Books

Everything's Complicated 'Between Heaven and Here'

by Emma Cueto

In Between Heaven and Here (McSweeney's), Susan Straight concludes her trilogy of an extended African American family, a story which started during the days of slavery and ends on the streets of Southern California. Readers don't need to have read the first two novels (A Million Nightingales and Take One Candle, Light a Room), however, to understand and appreciate the voices Straight brings forth in the novel, which manages to be both gritty and lyrical simultaneously.

The story begins when Glorette Picard, a woman so beautiful men still fall in love with her even though she's now an addict and a prostitute, is found dead in the alley where she worked in the fictional Southern California town of Rio Seco.

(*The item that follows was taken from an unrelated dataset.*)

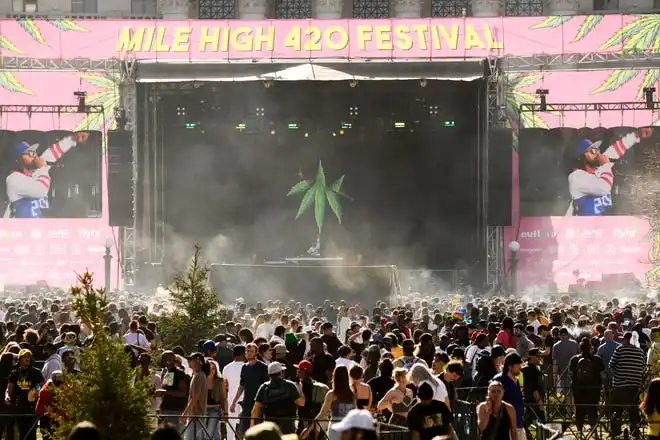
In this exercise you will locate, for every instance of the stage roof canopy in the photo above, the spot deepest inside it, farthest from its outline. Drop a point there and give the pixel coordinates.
(447, 69)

Her family lives in the nearby enclave known as Sarrat, which decades before served as a refuge for a group of families fleeing Louisiana and today operates as its own world. As Glorette's family sets out to discover how she died, the reader gets to see the world of Rio Seco, modeled off Straight's hometown of Riverside, and the people who live there.

The book is striking in that the characters in this world speak for themselves, giving readers a glimpse into an America that is usually depicted in stereotypes if it is depicted at all. This is a place where the armed young men in black SUVs and the prostitute in the alley are all just another part of the landscape. And yet the novel allows this "hidden America" to show its true nuance. From those who try to get out to those just trying to get by, the people of Rio Seco are complex and varied. Some are young people who wound up gangsters by accident, others are preoccupied with universal problems like lost love or loneliness.

Central to the plot of the novel is the understanding that people here have their own way of doing things. Police are prone to use the term "NHI" or "No Humans Involved" to refer to crime that happens there, and so when Glorette dies, no one bothers with them. This is a matter for the family in Sarrat, the small community out in the orange groves that both is and isn't part of Rio Seco, a world within a world.

Straight's triumph here is the ability to portray her characters and their home both without judgment or stereotypes but also without glorifying their situations. The people in Straight's novel are meant to be neither written off nor put on a pedestal. They have flaws that run deep and unenviable problems, most of which are very much connected to where they live. But they also have their own unique perspective, and Straight allows each of these voices a turn to take over the story, fragmenting the narrative and turning it into something more.

The whole thing is held together by Straight's masterful prose, which can turn packs of Ramen into "noodles that looked like clumsy lace" and light on a chain-link fence into "wires glowing like liquid mercury." Straight's writing pulls the reader into a world that is both surreal and yet inescapably concrete, ugly and beautiful all at once. She binds the multifaceted perspectives together into a narrative that is fragmented but still very much whole.

Between Heaven and Here is a powerhouse packed with shadowy history, uncertain futures, and unforgettable characters. It's a refreshingly complex view of a world all-too-often written off entirely, with a story that will have readers caring far more than they ever dreamed.